Gretna is an unincorporated urban community in the Municipality of Rhineland within the Canadian province of Manitoba that held town status prior to January 1, 2015. Just north of the Canada - United States border on PTH 30, Gretna had a population of 541 in 2016.[1]

It is bordered by Pembina County, North Dakota. The nearest American community to Gretna is Neche, North Dakota.


Once home to roaming Buffalo herds, the area around Gretna attracted European settlers as far back as the early 19th century. Originally, Gretna was only known as "Smuggler's Point", a simple border crossing where the flow of undeclared goods were smuggled over the border by early settlers and fur trappers. Soon after establishing the 49th parallel as the international border, Gretna became an important customs centre and border community for both the Canadian and American governments.

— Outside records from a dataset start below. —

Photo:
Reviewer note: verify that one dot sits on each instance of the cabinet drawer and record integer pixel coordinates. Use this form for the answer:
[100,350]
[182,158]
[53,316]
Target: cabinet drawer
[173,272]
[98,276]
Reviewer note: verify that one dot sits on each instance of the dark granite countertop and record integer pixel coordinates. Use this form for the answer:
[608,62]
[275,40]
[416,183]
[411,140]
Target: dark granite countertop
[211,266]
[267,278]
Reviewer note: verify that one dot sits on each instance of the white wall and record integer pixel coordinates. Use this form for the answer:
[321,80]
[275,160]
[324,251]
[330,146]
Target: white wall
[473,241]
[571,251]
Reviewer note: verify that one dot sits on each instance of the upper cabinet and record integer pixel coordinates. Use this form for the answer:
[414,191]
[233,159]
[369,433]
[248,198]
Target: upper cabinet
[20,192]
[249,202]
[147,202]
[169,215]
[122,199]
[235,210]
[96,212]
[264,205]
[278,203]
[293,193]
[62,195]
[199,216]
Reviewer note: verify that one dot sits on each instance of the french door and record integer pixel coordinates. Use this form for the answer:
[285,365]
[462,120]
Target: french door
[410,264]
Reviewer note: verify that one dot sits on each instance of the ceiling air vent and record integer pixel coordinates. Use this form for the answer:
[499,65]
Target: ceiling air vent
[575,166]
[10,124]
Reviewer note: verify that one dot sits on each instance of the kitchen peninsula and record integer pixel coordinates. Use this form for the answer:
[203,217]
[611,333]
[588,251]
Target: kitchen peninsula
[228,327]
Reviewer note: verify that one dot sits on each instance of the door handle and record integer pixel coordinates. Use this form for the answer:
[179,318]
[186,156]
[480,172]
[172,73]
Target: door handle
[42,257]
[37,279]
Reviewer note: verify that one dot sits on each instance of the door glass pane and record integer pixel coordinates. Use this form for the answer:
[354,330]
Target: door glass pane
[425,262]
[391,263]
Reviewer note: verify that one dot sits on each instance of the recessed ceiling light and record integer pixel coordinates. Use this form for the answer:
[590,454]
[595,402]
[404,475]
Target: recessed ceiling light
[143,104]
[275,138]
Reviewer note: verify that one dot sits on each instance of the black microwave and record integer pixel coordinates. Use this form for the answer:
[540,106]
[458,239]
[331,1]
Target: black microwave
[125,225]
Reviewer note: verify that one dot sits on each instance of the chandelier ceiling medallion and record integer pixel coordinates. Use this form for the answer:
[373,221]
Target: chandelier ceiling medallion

Gretna's strategic geographic location raised the interest of the Canadian Pacific Railway which encouraged the creation of large grain elevator operations in the area. The Ogilvie Milling Company was one of the first and most prominent private companies in Gretna around the turn of the 20th century. It is believed company founder William Ogilvie, originally from Scotland, named Gretna after Gretna Green in Scotland, also a border community, where runaway couples were married by the blacksmith at his anvil.

In 1889, Mennonite Collegiate Institute, a private high school, opened in Gretna.

In 1897, Gretna and area was visited by Russian prince and anarchist Peter Kropotkin who praised the local Mennonites for their industriousness and communal lifestyle.[2]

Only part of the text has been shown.